Exactly what I was trying to get at with the reference to the wiki and asking about host memory usage.
 
  • Like
Reactions: leesteken
That's not how ballooning works! As soon as the Proxmox host memory usage get above 80% (which is configurable in the latest version), Proxmox starts taking away memory from VMs based on the number of Shares: https://pve.proxmox.com/pve-docs/pve-admin-guide.html#qm_ballooning . There is no negotiation with the (software inside the) VM. Memory is just taken away! Make sure (the software inside) your VM can run with the minimal memory setting (and can handle memory disappearing instantly).

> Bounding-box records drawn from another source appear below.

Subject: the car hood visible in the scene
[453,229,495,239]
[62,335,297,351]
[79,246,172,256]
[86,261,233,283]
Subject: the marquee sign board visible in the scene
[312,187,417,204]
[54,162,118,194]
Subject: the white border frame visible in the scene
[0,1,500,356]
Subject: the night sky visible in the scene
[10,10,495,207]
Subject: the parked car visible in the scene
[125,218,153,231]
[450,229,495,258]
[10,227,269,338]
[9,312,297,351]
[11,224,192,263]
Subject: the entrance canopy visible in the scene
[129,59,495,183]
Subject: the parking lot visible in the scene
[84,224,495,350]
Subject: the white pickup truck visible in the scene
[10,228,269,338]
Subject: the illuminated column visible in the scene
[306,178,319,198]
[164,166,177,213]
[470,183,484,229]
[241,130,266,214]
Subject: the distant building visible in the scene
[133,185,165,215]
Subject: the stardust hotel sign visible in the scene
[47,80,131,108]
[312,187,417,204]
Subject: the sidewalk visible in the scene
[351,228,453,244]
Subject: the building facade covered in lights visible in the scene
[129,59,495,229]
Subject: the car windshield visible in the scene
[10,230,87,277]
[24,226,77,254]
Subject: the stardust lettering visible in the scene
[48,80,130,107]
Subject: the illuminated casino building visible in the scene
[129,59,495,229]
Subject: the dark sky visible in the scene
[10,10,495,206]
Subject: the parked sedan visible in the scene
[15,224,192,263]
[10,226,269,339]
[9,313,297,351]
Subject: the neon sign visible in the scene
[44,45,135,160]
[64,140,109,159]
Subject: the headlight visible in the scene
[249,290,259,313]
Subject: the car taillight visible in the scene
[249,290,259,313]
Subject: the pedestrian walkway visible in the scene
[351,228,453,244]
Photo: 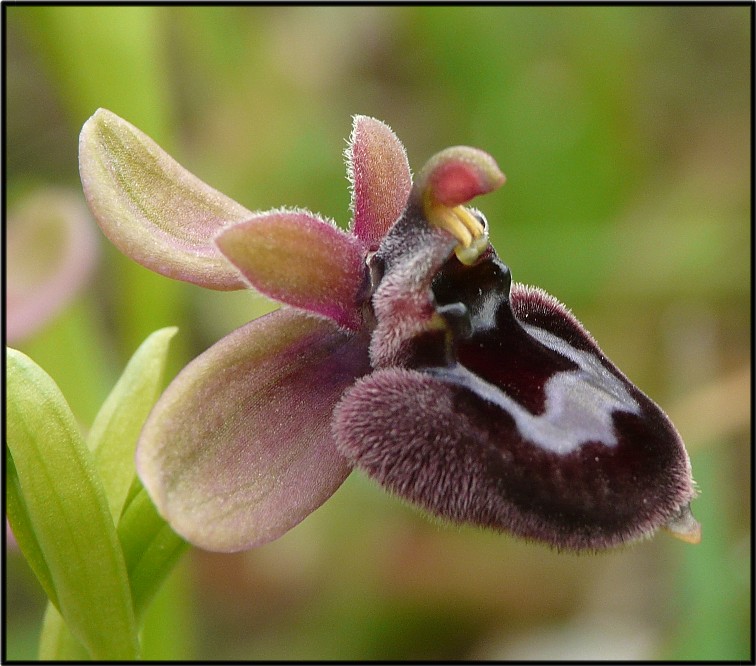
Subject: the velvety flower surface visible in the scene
[80,109,700,551]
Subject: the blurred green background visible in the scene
[2,5,753,660]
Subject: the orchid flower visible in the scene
[80,109,700,551]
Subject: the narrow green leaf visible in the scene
[37,603,89,661]
[87,327,178,520]
[6,349,138,660]
[118,478,189,619]
[5,446,58,606]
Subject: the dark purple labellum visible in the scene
[334,209,697,549]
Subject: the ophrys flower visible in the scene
[80,110,699,551]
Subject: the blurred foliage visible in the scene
[2,5,753,660]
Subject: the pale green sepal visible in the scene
[79,109,252,290]
[87,326,178,520]
[6,349,139,660]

It's new in 8.4.1 ? because before I update PVE it work fine. I'm around 79.8% of host ram use, I kill some VM and test again
 
It's new in 8.4.1 ? because before I update PVE it work fine. I'm around 79.8% of host ram use, I kill some VM and test again
It being configurable is new but they way ballooning works is not (and it's always been this way IIRC). Maybe the update causes Proxmox to use a little more memory and causing ballooning to take away more memory? Causing the problem inside the VM because you set the minimal memory too low or the software cannot handle memory disappearing.
 
So based on that being close to 80% it sounds like your problem is when the host approaches 80% or passes 80% it is taking memory pages away from that guest based on the shares value if you adjust your host memory usage percentage to be 85 or 90% or get rid of some memory usage by reducing guests then you should be able to continue without issue. Either way if that Guest operating system is not OK with the decrease in ram then you’ll need to configure it as min = max or disable ballooning
 
Seem your are right. I stoped some VM, host ram usage is 59% then I start my VM with 4096/2048/Ballooning=on and lauch my apps on it....and seem to work...:)

As Leesteken said, I think the update cause PVE to use more memory.

I do more test and send feedback here...
 
Recommend mark the thread as resolved. Unless you identified additional issues that indicated a problem with memory ballooning or allocation.